TEST_MODELS_LIST = TML_COMPLETE_ES
  1. Launch and leave it running.
python playlandllm.py
  1. While executing, it will create a folder structure, one folder per model and all prompt tests results as txt files with key info: prompt, output and runtime parameters for your later examination. Example output for a single prompt:
--------------------
### output 1
Escribe una pequeña historia sobre un personaje que acaba de descubrir un talento oculto.

### Respuesta:
Juan siempre había sido una persona corriente, sin ningún talento especial o habilidad destacable. 
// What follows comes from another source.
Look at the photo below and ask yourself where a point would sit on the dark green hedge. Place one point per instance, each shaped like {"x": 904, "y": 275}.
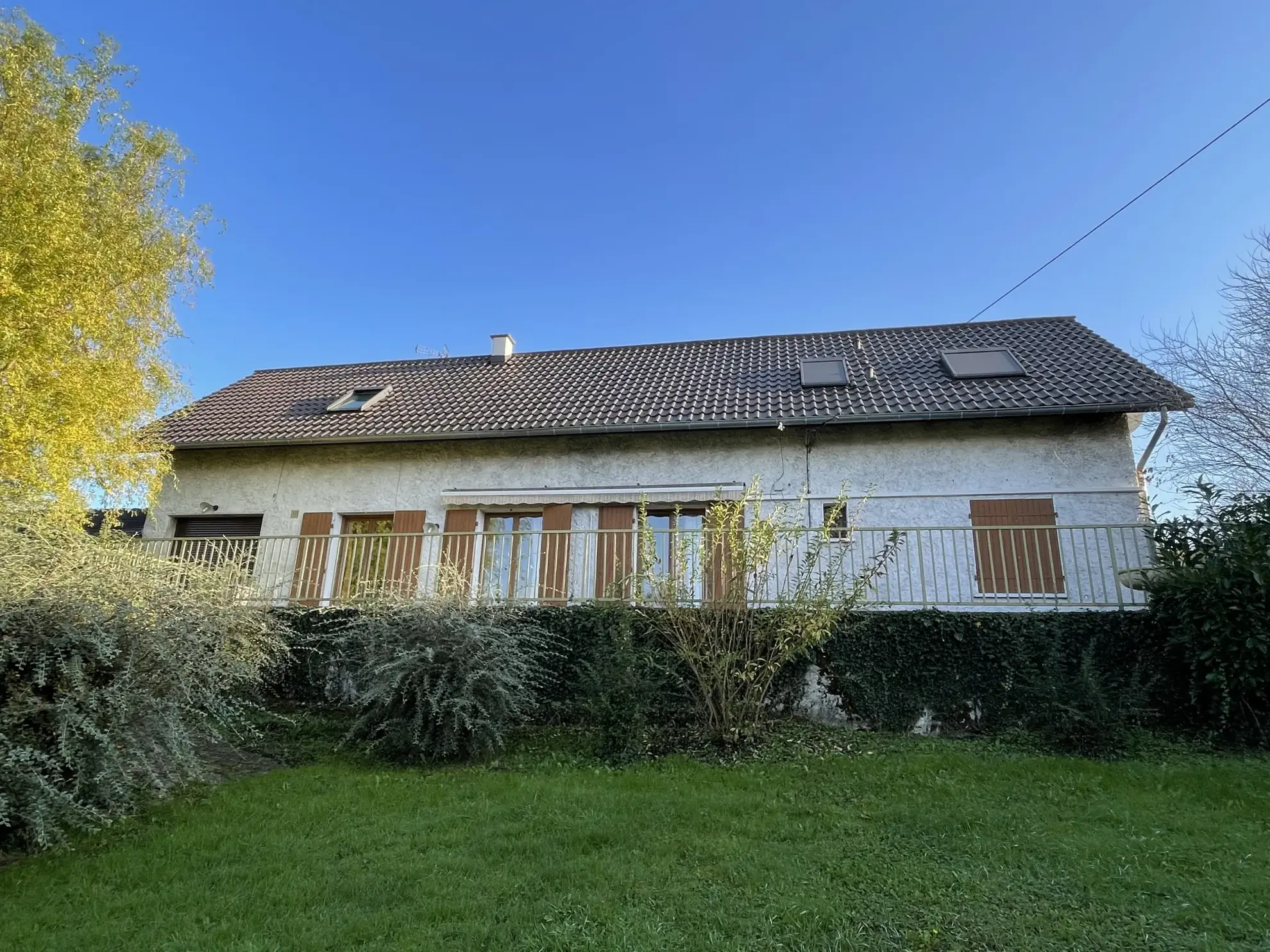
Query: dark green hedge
{"x": 1081, "y": 680}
Pero un día, mientras se duchaba, descubrió una nueva pasión. 
Comenzó a practicar en la ducha y pronto su habilidades comenzaron a fluir. 
Cada vez se sentía más seguro y práctico en la bañera y en la calle. 
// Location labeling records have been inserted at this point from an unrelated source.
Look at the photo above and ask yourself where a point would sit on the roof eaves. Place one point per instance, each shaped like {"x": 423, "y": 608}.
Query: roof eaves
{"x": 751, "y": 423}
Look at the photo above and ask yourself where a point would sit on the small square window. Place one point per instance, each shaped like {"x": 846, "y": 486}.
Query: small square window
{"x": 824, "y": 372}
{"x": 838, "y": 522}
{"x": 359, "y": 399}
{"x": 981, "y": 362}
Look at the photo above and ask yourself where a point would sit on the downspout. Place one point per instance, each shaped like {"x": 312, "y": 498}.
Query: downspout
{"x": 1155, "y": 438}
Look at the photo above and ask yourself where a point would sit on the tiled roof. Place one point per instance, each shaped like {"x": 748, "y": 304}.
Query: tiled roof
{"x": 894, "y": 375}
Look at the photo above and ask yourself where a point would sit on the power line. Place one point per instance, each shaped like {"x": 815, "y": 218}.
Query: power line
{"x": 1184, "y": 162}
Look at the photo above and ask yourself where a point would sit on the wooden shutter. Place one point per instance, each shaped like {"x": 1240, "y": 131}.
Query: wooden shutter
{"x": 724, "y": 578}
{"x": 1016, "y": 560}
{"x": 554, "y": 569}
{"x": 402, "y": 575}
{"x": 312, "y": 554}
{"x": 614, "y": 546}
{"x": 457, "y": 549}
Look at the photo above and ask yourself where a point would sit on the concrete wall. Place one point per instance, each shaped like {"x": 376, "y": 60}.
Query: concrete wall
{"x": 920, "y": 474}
La gente empezó a notar su nuevo talento y prontó comenzó un negocio de baile bajo el agua. 
Con el tiempo, su talento secreto se difundió como un reguero de pólvora y prósperó. 
Juan era ahora una figura destacada en el mundo del espectáculo y estaba viviendo la vida de sus sueños.
--------------------
opt = {'model_name': 'bertin-project/bertin-gpt-j-6B-alpaca', 'device': 'auto', 'seed': 1682338949, 'prompt': 'Escribe una pequeña historia sobre un personaje que acaba de descubrir un talento oculto', 'from_file': '', 'list_from_file': 'es_lprompts1.txt', 'temperature': 0.4, 'top_p': 1.0, 'top_k': 50, 'no_repeat_ngram_size': 3, 'max_length': 256, 'max_time': 300.0, 'num_return_sequences': 1}
prompt = Escribe una pequeña historia sobre un personaje que acaba de descubrir un talento oculto
elapsed time = 23.37s
--------------------
### output 1
Write a poem about shiba inu pet and his master.
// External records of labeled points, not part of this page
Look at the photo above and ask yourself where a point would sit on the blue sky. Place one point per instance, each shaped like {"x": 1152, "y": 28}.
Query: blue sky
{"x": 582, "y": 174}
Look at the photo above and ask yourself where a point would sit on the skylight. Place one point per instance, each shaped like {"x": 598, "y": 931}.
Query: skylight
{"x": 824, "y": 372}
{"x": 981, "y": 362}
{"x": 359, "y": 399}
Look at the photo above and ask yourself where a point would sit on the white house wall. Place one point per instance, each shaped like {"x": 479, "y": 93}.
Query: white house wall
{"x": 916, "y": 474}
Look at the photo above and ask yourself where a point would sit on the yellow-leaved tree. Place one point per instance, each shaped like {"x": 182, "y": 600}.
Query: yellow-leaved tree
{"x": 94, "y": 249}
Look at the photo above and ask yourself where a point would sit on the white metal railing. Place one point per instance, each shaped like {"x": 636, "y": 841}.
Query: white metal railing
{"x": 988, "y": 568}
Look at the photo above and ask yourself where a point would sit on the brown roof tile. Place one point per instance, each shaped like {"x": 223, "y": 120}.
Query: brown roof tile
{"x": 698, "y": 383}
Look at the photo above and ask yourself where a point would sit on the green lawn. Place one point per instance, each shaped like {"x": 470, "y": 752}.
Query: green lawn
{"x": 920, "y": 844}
Answer:Slender is the shiba Inu pet, his master's shadowed side. 
He prowls through the night, his body agile 
His quick mind filled with tricks, his gentle heart 
A perfect match for his master, his owner.

His fur is a mix of black and white, 
 His eyes are a curious blue, his tail a swirly wag. 
		 He's a loyal companion, always by his side.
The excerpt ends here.